Wednesday, March 12, 2014

"What if"s are stupid...

The problem that I have, that I can't seem to correct, is that I let myself do things that I don't exactly think about before I do it. The choices that I have made may not be ones that people are too thrilled about. I have made some choices that have completely changed my life, and I am going to have to live with the consequences. Maybe these consequences could lead to better things, but as of right now, I am not soo thrilled that I have to deal with them. Peoples judgement of me and the things that I have chose to do in my life, make it very difficult for me to look at the silver lining in my situation. I know I will always have the support of my family and my true friends, but the judgement from others makes my situation soo much harder to deal with. I absolutely hate that "what if" feeling. It eats at me almost 24/7. It breaks me down at times and makes it just that much harder to see the good in things. "what if I didn't talk to him" "what if we never met" "what if I changed my mind" "what if I could change it all" "what if he does care, but doesn't show it" "what if I was different" "what if he decides to come back" "what if I wait and he decides to move on" "what if it was all just a huge mistake". All of these questions run through my head, making my brain hurt with thinking about all the possible answers to these "what if's". I just wish it would all end.
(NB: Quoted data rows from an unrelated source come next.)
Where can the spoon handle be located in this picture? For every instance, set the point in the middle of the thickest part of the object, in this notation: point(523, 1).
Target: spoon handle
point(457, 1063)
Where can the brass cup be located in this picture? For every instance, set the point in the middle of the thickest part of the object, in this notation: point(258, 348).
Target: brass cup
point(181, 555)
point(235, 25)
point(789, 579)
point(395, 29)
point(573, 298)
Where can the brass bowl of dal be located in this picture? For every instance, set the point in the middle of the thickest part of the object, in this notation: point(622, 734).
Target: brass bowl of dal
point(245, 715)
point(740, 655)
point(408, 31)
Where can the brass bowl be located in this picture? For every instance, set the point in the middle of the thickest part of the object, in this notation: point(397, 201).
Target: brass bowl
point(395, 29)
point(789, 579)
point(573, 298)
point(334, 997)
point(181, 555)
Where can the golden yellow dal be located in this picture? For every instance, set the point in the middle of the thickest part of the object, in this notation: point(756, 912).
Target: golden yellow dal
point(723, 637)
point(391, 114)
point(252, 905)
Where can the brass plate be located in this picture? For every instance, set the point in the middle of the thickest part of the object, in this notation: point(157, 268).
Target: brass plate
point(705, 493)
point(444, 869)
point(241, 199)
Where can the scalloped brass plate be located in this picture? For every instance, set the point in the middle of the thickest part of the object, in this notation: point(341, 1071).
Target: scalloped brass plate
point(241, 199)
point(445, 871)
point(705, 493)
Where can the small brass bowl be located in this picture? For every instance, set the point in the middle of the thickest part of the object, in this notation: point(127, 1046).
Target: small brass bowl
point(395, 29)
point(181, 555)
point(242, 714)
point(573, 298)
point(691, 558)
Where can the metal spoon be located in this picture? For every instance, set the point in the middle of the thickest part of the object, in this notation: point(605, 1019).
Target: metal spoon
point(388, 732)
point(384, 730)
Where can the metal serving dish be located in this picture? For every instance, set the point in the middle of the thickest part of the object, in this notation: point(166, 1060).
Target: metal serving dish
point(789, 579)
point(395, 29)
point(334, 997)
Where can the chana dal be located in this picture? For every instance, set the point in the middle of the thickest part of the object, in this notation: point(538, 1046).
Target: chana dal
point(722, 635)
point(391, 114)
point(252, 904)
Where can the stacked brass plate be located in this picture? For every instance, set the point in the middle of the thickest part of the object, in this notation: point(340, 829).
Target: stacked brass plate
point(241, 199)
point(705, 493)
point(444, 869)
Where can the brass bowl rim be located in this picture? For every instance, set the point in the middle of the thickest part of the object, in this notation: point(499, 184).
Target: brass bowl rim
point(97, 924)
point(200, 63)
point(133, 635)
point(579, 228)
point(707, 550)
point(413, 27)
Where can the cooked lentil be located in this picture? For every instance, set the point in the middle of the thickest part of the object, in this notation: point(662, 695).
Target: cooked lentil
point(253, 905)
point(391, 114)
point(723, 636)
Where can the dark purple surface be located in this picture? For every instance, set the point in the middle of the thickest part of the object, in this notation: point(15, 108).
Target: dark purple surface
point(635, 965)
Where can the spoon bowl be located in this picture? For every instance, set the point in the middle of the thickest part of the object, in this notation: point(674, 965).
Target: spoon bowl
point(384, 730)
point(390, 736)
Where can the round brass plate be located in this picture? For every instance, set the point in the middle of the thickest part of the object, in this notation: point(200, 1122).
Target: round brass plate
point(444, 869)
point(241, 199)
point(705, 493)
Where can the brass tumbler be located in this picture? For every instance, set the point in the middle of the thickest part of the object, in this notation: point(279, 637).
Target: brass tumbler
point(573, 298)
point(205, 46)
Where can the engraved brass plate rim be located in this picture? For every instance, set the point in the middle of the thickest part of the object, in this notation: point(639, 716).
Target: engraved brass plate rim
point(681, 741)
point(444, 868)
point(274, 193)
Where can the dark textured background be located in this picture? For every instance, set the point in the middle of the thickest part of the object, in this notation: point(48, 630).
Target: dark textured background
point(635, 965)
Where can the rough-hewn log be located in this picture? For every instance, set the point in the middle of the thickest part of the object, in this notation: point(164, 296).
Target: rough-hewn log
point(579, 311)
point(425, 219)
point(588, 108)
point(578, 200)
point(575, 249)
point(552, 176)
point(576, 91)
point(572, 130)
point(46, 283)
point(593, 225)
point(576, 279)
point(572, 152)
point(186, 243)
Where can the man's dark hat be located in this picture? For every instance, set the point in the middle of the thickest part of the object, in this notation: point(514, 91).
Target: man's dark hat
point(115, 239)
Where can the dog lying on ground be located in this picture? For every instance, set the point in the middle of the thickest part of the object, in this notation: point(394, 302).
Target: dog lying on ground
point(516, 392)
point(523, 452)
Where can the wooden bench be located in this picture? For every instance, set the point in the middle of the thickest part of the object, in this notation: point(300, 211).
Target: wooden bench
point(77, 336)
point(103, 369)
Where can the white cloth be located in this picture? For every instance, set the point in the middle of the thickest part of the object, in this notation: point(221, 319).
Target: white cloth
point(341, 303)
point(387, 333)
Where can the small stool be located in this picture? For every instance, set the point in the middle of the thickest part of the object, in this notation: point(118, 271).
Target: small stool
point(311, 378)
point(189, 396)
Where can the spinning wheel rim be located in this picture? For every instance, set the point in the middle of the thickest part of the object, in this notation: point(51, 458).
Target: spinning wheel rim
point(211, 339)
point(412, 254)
All the questions would fade away into the darkness. Everything would fall into place the way I think it should fall. Everyone would mind their own business and focus on their problems, not mine. Everyone who passes me won't just judge me by what they have heard about me. Everything would just be okay. I would be happy, and everything would just be perfect. These ideas just send me back into deep thought, knowing that it will never happen and I just have to play the hand that I have been dealt. I will make the best of it. I will change everyones opinion of my decisions. I will see the good in things and live life to the fullest. Life is too short to let things keep me down. I am determined to change my life for the better and anyone who doesn't believe that I can achieve what I want, will be in shock when I prove them wrong.